Lessons From Production
Lesson 1: The context window is not your memory. Early on, I passed the entire history of a run into every LLM call. Costs exploded. Latency ballooned. Now I summarize completed steps into a compact "run summary" and only pass recent context in full. The agent doesn't need to re-read everything it's done — just know what it's already accomplished.
Lesson 2: Humans are part of the system. I used to think of human-in-the-loop as a failure mode — something to minimize. Now I treat it as a first-class system component. Some decisions should go to humans. The agent's job is to make those handoffs clean and well-documented, not to eliminate them.
Lesson 3: Idempotency is load-bearing. Every time I skipped making a tool idempotent because "it's unlikely to be retried," it got retried, and something bad happened. It's always worth the 10 extra minutes.

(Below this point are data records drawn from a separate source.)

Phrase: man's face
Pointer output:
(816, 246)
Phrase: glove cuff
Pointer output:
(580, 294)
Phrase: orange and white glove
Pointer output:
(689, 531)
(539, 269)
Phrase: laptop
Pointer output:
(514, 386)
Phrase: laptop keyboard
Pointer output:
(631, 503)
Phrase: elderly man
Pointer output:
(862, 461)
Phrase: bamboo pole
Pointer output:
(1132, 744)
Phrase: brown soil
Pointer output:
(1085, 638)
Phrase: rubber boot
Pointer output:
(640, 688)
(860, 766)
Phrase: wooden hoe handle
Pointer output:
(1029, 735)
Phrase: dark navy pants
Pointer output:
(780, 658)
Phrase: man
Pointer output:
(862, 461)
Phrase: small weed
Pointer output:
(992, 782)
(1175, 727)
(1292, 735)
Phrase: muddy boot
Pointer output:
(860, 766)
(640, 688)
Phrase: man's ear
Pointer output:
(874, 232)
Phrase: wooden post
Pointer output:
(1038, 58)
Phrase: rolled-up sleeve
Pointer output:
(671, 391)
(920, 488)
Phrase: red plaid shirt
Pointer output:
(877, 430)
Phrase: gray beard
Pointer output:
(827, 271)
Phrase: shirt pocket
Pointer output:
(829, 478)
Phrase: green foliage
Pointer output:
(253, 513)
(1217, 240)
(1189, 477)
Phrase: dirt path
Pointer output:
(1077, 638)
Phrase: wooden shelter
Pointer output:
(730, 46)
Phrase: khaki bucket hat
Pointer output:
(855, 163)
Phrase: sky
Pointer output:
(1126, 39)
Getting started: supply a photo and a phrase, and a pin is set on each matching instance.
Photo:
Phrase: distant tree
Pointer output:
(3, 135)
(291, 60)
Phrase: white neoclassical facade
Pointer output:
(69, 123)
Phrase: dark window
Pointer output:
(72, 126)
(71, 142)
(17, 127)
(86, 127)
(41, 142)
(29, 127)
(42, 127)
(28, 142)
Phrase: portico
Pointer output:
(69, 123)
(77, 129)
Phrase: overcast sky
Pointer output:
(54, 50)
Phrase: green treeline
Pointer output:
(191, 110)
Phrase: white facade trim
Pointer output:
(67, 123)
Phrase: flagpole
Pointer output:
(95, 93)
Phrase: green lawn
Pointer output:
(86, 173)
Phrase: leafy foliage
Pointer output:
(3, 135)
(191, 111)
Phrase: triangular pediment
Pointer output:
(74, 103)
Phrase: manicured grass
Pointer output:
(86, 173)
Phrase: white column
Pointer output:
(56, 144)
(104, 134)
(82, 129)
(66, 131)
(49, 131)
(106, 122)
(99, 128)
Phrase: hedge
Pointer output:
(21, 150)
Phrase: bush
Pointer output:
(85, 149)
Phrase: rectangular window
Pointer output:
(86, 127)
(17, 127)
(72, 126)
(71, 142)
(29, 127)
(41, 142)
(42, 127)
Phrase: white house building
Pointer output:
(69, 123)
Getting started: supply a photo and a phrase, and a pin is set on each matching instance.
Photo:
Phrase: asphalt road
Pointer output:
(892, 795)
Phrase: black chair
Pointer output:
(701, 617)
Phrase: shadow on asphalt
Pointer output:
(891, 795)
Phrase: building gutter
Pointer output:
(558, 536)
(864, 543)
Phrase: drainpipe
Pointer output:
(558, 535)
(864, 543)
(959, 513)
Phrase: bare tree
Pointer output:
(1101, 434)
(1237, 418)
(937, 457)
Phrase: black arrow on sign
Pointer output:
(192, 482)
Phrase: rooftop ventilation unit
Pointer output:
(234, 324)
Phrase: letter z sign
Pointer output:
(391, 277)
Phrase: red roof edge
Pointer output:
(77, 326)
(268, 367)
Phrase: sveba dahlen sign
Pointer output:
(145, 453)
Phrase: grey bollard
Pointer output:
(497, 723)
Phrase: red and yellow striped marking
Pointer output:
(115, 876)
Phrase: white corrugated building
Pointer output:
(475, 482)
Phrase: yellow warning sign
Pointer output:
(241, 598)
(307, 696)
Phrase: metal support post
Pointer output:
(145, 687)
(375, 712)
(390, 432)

Lesson 4: Schema-validate every LLM output. Every LLM call in my agents returns structured output validated against a schema at runtime. If the schema check fails, the step fails — loudly, with a detailed error — rather than propagating garbage downstream.
Lesson 5: Separate the LLM from the decision. The LLM suggests. The orchestrator decides. I don't let LLM output directly trigger irreversible actions. There's always a thin validation and approval layer between "the model said X" and "the system did X."
The Payoff
Running agents in this environment is genuinely hard. The failure modes are subtle, the stakes are real (insurance decisions affect people's lives), and the organizational context is conservative by design.
But it's also deeply rewarding. The agents I've shipped process hundreds of cases a week that would otherwise queue for days. They catch document inconsistencies humans miss at 2am. They make the humans who do review cases faster and more confident because the boring legwork is already done.
The patterns here — durable orchestration, aggressive checkpointing, explicit human handoff, observable runs — aren't specific to insurance. They apply anywhere agents need to survive contact with the real world.
Build for failure from day one. Your future self will thank you.